Pulmonary Embolism: Symptoms, Causes, Diagnosis and Treatment

SmartEm Research Team
November 8, 2018

A pulmonary embolism is a blockage of the main artery of the lungs, which deprives that section of lung tissue from receiving adequate oxygenation. This condition can be fatal if not treated within several hours. An acute pulmonary embolism needs to have blood clots removed because it prevents oxygenated blood reaching that area and stimulates further clotting.

Symptoms of pulmonary embolism

The condition is usually painless and can go unnoticed by people who have one. Symptoms include: difficulty breathing, chest pain, rapid heartbeat, coughing or low oxygen levels in the blood. Symptoms may not always be present because they are quite mild when there is only a partial blockage. Severe symptoms are breathlessness, also called dyspnea, chest pain and a feeling of anxiety or panic due to low oxygen levels in the blood.

Causes of pulmonary embolism

The most common cause is blood clots that form outside the body, which travel by way of the bloodstream until they block the major artery of the lungs. Another cause that is less frequently seen are blood clots that come from inside the body, which move towards the lungs via the bloodstream. The most common risk factors are: having a long-term condition such as cancer Diabetes HIV/AIDS A recent surgery or injury Older age Having varicose veins Smoking


A physical exam and blood tests are done first. Then, an X-ray of the arteries is necessary to confirm the presence of blood clot in one or more vessels. An ultrasound may also be performed for pulmonary embolism diagnosis if there is no obvious sign of a clot on X-rays. Arterial blood gas measurements are needed to check for low levels of oxygen in the blood and to confirm the diagnosis. This is followed by a D-dimer test, which examines whether or not any blood clots have been formed within the body.


To treat pulmonary embolism, there are several options:

Superficial thrombophlebitis: If the clot stays near the surface of the body, it is called superfiicous thrombophlebitis. It is not life-threatening and may be treated with nonsteroidal anti-inflammatory drugs (NSAIDs) or heparin to dissolve the blood clots. This condition usually clears in a few weeks.

Deep Vein Thrombosis (DVT) or PE: If there is clot formation in the deep veins of legs, it is called DVT. Usually, blood clots dissolve naturally and do not require medical intervention. However, if they grow large enough to block the flow of blood, that requires treatment with anticoagulants like heparin. If the clot travels to lungs and blocks the arteries, it is called pulmonary embolism (PE). Treatment for PE involves anticoagulants, blood thinning drugs to break up clots.

Surgery: When a patient has multiple blood clots or massive pulmonary embolism in one lung, treatment includes surgical removal of the clot.

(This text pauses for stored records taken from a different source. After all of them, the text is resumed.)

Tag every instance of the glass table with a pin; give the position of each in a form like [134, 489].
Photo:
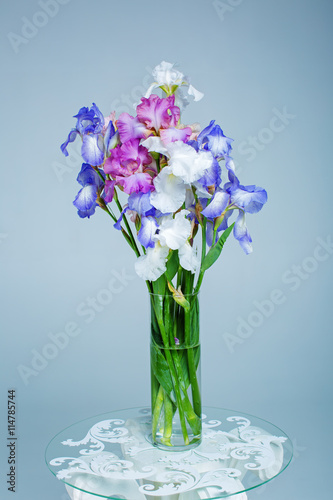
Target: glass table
[111, 456]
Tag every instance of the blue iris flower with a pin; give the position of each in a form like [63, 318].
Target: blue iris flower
[89, 125]
[147, 232]
[213, 139]
[92, 184]
[234, 196]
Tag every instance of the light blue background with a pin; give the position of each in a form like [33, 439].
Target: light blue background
[256, 57]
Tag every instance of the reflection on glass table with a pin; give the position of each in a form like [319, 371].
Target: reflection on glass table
[111, 456]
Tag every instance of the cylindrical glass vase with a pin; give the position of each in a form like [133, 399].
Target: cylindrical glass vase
[175, 372]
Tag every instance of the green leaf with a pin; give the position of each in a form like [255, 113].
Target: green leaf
[216, 250]
[160, 369]
[159, 285]
[172, 265]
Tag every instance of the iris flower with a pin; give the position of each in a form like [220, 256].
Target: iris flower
[95, 136]
[169, 79]
[92, 184]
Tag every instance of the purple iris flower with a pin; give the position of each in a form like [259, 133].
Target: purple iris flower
[147, 232]
[251, 199]
[140, 202]
[89, 125]
[247, 199]
[213, 139]
[92, 184]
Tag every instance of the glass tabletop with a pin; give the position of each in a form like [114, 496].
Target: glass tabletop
[111, 456]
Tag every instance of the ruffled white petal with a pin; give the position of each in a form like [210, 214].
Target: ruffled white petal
[174, 232]
[166, 74]
[188, 258]
[169, 194]
[186, 162]
[155, 144]
[195, 93]
[152, 265]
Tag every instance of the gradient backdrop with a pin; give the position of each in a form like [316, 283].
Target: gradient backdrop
[266, 70]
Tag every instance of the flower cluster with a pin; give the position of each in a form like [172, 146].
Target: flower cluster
[177, 178]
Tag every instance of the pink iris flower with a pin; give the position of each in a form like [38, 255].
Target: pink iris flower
[129, 165]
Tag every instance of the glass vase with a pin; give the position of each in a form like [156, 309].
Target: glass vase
[175, 372]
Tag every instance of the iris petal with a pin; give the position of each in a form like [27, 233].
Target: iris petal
[146, 235]
[242, 234]
[85, 201]
[92, 150]
[71, 138]
[218, 204]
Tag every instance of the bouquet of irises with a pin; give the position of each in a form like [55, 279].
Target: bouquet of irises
[179, 182]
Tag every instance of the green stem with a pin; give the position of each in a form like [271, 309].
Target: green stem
[159, 317]
[203, 255]
[128, 227]
[157, 411]
[168, 416]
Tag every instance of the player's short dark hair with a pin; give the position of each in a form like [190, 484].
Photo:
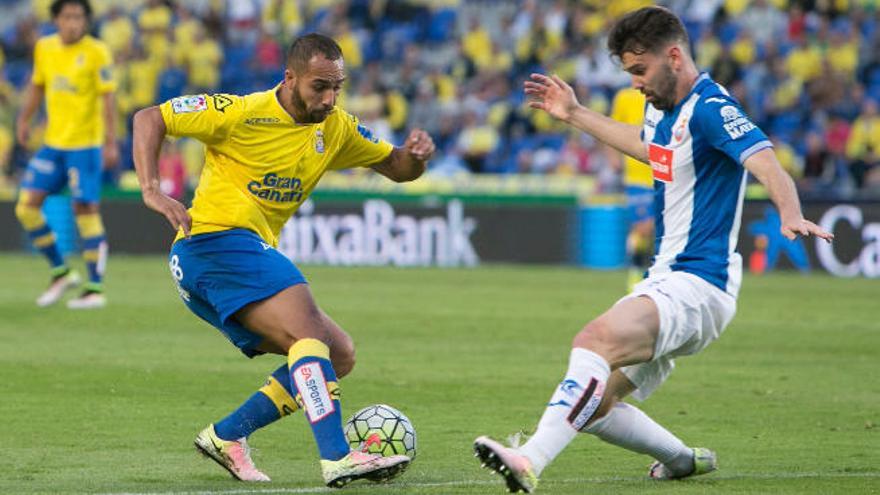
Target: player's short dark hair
[57, 5]
[646, 30]
[307, 46]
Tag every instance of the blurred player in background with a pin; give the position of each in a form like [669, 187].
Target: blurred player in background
[638, 182]
[73, 71]
[700, 146]
[265, 153]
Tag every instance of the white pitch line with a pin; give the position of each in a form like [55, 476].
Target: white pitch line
[439, 484]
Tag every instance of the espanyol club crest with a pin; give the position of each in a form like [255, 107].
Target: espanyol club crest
[319, 141]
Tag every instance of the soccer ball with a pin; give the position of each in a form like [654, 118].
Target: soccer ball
[381, 429]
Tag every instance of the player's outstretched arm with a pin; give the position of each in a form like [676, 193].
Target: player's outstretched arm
[766, 168]
[110, 150]
[149, 132]
[409, 161]
[554, 96]
[32, 98]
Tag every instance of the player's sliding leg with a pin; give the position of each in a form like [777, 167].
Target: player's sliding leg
[94, 243]
[625, 425]
[226, 441]
[29, 214]
[625, 334]
[291, 320]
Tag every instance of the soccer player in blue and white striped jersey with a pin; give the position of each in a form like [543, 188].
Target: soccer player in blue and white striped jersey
[700, 146]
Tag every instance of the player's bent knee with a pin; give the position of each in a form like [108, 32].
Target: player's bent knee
[596, 336]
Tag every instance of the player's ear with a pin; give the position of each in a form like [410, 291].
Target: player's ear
[289, 77]
[674, 55]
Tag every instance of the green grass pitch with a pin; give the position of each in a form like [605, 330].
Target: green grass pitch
[109, 401]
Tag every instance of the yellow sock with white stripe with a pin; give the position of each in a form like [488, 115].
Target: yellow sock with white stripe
[94, 242]
[314, 380]
[269, 404]
[39, 232]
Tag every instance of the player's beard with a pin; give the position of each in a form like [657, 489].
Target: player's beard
[304, 114]
[663, 95]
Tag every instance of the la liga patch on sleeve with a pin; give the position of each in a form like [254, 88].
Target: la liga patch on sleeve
[189, 104]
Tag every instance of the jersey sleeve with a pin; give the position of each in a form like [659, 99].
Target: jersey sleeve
[359, 147]
[104, 66]
[38, 78]
[208, 118]
[728, 129]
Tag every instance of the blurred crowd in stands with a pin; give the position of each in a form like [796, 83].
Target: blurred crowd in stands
[808, 72]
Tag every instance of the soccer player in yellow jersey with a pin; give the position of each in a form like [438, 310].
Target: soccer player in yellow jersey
[73, 71]
[265, 153]
[638, 182]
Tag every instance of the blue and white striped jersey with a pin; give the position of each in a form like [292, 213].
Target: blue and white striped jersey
[696, 152]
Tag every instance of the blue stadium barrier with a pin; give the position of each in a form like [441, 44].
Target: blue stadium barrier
[603, 231]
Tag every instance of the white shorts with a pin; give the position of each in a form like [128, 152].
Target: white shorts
[693, 313]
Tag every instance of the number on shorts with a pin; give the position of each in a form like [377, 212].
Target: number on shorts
[176, 269]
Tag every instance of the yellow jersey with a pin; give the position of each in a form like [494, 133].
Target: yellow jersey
[629, 107]
[260, 165]
[75, 78]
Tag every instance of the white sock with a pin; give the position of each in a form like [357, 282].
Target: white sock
[628, 427]
[571, 406]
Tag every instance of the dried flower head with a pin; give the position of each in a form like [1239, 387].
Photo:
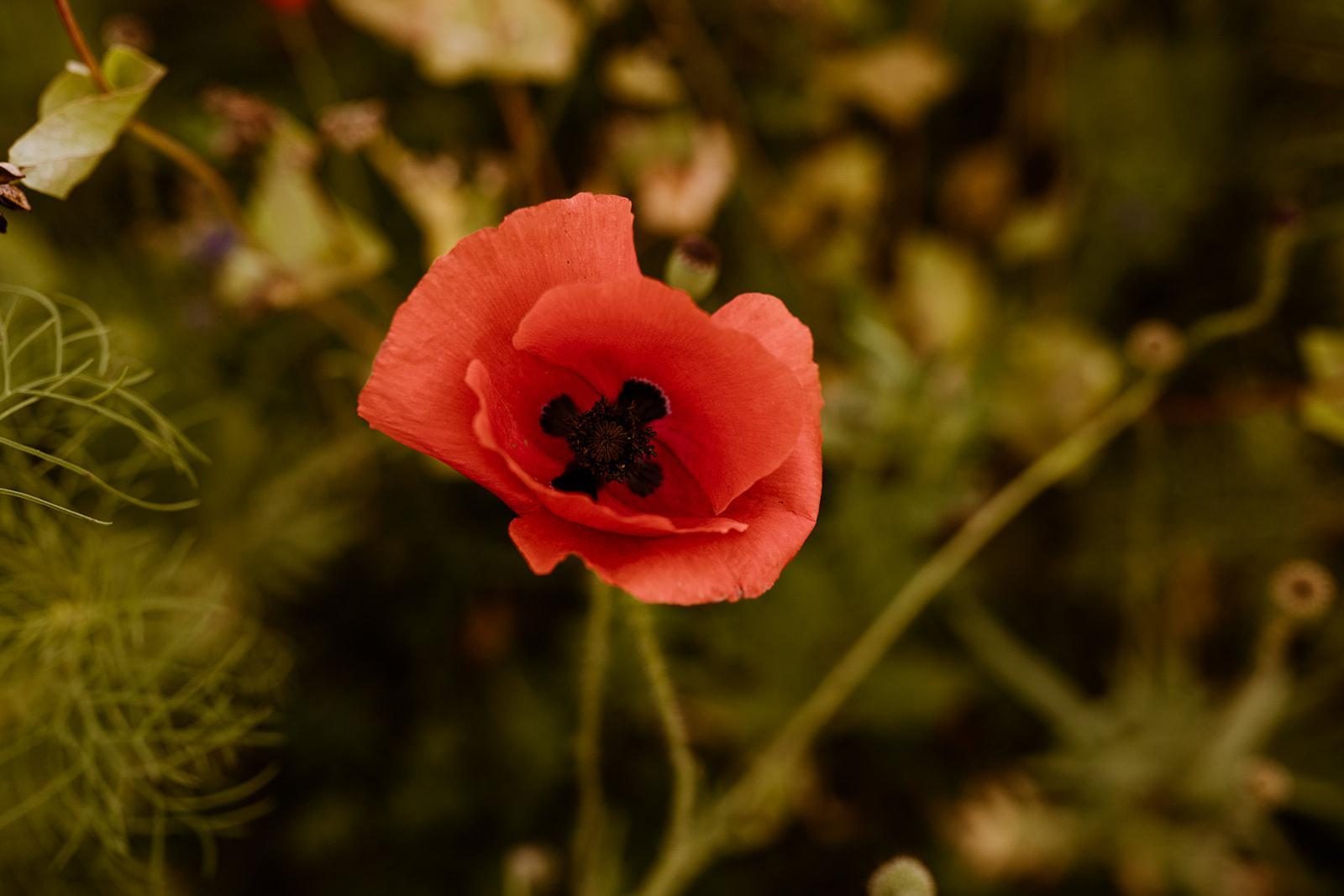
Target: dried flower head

Wearing elastic compression stockings to prevent blood clots in the legs, quitting smoking and regular exercise are some of the preventive methods for pulmonary embolism. Patients who are confined to bed rest or have a long-term illness need to minimize chances of blood clots by doing leg exercises and taking medications that thin the blood.


Pulmonary embolism is not curable but can be treated successfully with medical intervention. There are several preventive measures for pulmonary embolism, including quitting smoking, using compression stockings and doing regular exercise.

A pulmonary embolism is a life-threatening condition that requires immediate treatment. Proper diagnosis and prompt treatment can reduce the possibility of death. The treatment for pulmonary embolism depends on severity and includes medication, surgery or even blood thinners administered in the hospital to prevent more serious complications.